Anyone curious about the current status of the franchise or its key players can keep an eye on official channels and film databases such as IMDb’s Rush Hour page, which tend to reflect real movement—writers hired, dates penciled in—long before any presidential lobbying makes headlines.


So, Do We Actually Want More Rush Hour?

The irony of the Trump–Paramount story is that it may end up saying more about 2025 than about Rush Hour itself.
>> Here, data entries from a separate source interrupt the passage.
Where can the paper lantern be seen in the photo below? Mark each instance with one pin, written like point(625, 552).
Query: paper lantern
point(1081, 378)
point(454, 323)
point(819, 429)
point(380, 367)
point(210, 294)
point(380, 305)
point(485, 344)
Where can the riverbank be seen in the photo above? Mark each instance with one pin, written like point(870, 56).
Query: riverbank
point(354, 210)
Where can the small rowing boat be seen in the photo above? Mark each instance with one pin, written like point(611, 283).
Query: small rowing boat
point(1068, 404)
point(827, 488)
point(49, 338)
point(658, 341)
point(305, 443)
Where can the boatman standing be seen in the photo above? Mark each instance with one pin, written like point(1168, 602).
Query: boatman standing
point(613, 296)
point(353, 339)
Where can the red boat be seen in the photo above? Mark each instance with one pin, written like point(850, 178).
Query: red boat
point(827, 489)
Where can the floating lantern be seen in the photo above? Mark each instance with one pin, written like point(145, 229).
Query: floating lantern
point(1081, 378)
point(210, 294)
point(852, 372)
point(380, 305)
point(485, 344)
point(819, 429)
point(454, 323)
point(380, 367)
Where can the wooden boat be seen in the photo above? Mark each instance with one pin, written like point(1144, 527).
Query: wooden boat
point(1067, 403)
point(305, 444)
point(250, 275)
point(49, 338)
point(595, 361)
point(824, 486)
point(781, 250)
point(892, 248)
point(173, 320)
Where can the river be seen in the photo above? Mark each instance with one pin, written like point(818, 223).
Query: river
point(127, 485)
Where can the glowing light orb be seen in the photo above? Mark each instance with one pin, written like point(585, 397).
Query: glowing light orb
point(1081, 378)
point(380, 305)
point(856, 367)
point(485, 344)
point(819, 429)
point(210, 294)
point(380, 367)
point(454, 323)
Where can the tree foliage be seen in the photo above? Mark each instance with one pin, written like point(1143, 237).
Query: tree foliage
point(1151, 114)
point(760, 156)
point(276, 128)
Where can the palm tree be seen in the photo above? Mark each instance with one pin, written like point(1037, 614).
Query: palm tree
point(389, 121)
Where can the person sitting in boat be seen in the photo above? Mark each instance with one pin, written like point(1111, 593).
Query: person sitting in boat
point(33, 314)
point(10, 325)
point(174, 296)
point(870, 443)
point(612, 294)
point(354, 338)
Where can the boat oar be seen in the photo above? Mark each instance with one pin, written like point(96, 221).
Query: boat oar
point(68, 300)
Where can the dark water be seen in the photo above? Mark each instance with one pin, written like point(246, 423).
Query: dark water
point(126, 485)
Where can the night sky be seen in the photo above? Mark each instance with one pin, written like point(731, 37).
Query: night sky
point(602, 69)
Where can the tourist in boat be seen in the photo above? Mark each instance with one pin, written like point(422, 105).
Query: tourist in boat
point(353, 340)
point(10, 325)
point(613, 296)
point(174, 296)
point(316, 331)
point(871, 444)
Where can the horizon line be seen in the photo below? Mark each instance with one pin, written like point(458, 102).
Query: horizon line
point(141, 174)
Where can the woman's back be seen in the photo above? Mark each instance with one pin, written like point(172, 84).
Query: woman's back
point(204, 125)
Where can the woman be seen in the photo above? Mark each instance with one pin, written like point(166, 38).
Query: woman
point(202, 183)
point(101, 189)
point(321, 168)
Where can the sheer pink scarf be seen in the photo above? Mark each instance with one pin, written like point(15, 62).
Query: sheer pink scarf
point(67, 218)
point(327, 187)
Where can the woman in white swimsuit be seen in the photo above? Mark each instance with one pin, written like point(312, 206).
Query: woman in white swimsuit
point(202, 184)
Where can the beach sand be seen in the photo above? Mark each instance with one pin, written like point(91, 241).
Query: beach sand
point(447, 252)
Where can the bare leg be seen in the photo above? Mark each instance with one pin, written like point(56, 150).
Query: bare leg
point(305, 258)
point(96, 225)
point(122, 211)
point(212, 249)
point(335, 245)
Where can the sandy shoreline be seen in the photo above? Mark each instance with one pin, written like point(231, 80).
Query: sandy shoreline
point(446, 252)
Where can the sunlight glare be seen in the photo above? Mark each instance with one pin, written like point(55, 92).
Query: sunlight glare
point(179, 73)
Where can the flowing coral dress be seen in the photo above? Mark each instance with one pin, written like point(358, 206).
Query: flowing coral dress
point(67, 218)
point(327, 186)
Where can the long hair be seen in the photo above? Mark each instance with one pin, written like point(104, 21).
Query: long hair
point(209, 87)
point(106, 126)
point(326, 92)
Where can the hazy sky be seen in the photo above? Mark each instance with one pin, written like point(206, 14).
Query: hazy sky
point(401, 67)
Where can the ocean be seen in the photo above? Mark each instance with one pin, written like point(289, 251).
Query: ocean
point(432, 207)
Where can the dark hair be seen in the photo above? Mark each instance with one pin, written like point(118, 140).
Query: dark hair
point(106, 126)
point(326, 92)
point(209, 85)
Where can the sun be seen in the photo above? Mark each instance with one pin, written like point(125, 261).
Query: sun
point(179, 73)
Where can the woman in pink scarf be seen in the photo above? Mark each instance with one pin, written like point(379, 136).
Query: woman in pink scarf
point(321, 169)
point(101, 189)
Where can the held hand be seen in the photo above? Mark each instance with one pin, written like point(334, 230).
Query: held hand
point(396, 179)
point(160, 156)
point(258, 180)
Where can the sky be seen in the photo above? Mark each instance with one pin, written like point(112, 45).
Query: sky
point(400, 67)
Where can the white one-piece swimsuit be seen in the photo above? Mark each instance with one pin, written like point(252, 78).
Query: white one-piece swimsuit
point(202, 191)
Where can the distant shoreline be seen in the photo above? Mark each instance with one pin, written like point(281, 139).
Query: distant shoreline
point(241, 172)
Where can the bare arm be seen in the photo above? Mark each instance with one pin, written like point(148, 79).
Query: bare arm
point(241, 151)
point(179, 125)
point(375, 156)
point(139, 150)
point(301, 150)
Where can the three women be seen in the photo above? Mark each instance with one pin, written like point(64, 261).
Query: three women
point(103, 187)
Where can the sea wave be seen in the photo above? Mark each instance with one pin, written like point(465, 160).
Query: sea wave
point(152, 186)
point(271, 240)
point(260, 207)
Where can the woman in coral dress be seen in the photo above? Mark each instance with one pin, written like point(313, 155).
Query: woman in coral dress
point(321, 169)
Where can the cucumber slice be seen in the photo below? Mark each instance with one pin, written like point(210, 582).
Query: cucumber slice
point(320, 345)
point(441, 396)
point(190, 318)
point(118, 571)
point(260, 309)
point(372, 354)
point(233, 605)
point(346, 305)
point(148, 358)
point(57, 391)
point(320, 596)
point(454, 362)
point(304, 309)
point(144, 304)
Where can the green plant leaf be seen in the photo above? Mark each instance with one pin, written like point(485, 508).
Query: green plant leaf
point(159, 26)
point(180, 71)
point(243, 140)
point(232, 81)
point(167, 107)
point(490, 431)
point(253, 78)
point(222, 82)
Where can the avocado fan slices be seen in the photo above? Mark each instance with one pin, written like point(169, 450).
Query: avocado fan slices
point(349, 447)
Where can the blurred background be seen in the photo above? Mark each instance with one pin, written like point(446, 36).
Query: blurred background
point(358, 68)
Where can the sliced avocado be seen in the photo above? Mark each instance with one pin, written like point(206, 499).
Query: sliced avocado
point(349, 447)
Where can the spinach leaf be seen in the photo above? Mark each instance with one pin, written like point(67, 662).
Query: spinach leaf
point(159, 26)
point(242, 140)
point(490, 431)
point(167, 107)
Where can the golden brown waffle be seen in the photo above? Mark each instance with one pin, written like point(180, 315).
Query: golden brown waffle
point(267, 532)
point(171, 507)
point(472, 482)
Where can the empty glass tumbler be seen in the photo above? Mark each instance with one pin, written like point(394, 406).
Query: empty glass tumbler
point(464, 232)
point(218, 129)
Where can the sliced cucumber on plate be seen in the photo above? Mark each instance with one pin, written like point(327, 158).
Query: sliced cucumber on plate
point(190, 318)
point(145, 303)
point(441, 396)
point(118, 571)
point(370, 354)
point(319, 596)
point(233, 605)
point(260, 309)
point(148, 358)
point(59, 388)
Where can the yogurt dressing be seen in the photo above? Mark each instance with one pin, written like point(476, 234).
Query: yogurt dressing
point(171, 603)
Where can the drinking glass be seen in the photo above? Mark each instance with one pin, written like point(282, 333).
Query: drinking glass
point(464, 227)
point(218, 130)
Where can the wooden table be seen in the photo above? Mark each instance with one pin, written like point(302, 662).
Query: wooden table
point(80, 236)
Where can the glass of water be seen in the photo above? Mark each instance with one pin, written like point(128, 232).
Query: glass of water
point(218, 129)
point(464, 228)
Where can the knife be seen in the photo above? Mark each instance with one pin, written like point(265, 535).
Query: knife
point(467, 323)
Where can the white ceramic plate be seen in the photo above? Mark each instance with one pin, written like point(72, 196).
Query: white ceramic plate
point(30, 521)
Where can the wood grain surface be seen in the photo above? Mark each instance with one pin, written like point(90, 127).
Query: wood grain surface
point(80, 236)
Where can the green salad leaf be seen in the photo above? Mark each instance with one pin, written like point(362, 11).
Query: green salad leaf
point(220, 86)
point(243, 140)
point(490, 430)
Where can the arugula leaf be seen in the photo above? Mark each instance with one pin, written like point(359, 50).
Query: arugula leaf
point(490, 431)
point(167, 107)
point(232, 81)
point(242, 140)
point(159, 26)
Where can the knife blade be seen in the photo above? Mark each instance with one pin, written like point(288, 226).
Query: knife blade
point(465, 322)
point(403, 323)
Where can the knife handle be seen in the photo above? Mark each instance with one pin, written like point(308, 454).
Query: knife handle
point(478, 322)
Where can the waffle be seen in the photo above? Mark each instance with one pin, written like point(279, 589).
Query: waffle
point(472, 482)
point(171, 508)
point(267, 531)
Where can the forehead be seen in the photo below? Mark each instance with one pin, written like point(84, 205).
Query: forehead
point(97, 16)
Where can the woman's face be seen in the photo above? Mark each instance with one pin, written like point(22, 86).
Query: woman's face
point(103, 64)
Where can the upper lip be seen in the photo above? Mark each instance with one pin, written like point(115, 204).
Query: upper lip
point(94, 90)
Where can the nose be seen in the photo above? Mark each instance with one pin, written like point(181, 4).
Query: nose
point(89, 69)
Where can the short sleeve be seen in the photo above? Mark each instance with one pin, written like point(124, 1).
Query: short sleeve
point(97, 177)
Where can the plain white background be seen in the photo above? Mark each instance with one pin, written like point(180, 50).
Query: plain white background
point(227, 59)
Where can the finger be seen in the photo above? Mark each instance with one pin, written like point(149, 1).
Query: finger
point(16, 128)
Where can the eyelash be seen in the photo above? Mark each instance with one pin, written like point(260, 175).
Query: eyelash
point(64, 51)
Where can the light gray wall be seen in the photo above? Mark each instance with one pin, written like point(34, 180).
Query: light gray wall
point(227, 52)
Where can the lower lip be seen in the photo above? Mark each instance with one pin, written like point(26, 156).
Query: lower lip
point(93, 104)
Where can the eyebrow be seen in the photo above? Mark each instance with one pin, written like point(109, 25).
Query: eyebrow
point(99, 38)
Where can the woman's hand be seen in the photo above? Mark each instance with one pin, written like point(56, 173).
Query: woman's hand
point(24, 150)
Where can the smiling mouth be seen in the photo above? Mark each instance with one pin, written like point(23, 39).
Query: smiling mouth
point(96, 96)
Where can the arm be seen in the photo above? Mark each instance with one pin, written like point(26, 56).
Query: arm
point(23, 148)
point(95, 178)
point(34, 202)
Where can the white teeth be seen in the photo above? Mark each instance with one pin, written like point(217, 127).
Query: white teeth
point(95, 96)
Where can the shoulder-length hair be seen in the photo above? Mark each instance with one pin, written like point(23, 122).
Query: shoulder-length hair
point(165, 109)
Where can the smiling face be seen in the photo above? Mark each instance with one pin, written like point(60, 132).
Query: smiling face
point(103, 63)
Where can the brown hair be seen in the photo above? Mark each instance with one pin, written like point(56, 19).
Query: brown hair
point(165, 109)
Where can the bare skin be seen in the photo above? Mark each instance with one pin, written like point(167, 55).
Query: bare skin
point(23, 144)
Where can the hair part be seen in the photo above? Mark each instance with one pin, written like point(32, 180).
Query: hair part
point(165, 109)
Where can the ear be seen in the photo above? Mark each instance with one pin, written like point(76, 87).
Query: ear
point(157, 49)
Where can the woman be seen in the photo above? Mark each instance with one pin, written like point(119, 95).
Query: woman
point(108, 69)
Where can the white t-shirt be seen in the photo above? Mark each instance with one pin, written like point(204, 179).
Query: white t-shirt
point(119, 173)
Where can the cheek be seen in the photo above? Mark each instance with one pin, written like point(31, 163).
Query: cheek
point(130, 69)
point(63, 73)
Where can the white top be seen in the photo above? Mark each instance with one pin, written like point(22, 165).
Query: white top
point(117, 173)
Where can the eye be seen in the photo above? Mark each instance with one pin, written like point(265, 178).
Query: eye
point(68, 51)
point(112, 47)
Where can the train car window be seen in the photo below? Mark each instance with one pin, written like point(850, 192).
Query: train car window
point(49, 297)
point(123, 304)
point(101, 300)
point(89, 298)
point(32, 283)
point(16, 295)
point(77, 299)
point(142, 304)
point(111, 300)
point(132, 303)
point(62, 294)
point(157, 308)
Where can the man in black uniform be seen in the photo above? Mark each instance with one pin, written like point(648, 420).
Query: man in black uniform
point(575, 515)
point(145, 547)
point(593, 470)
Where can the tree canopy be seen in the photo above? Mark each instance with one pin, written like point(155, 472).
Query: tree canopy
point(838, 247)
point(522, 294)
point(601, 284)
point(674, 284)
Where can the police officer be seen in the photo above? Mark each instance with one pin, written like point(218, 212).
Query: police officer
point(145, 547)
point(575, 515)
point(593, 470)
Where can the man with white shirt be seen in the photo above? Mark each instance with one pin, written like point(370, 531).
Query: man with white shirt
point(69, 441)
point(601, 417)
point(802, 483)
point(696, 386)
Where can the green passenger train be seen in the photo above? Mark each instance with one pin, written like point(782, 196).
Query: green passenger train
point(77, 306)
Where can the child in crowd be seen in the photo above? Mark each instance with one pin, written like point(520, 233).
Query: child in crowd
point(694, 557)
We live in a moment where a nostalgic action-comedy from 1998 can become the center of a discourse triangle: political influence, corporate calculation, and fan desire, all orbiting the same piece of IP.

Whether a new Rush Hour happens will ultimately depend less on who picks up the phone and more on whether someone can crack a script that justifies the reunion. If that happens—and if Chan and Tucker genuinely want back in—there’s a version of this movie that could work: one that leans into aging partners, changing cities, and a smarter, sharper take on culture clash.

Until then, the trilogy remains a time capsule of late-’90s studio filmmaking: messy, energetic, crowd-pleasing, and deeply of its moment. The bigger question is whether Hollywood, and its newly vocal fans in high office, can resist the urge to turn every memory into a product—or whether we’re destined to keep chasing the next nostalgic rush.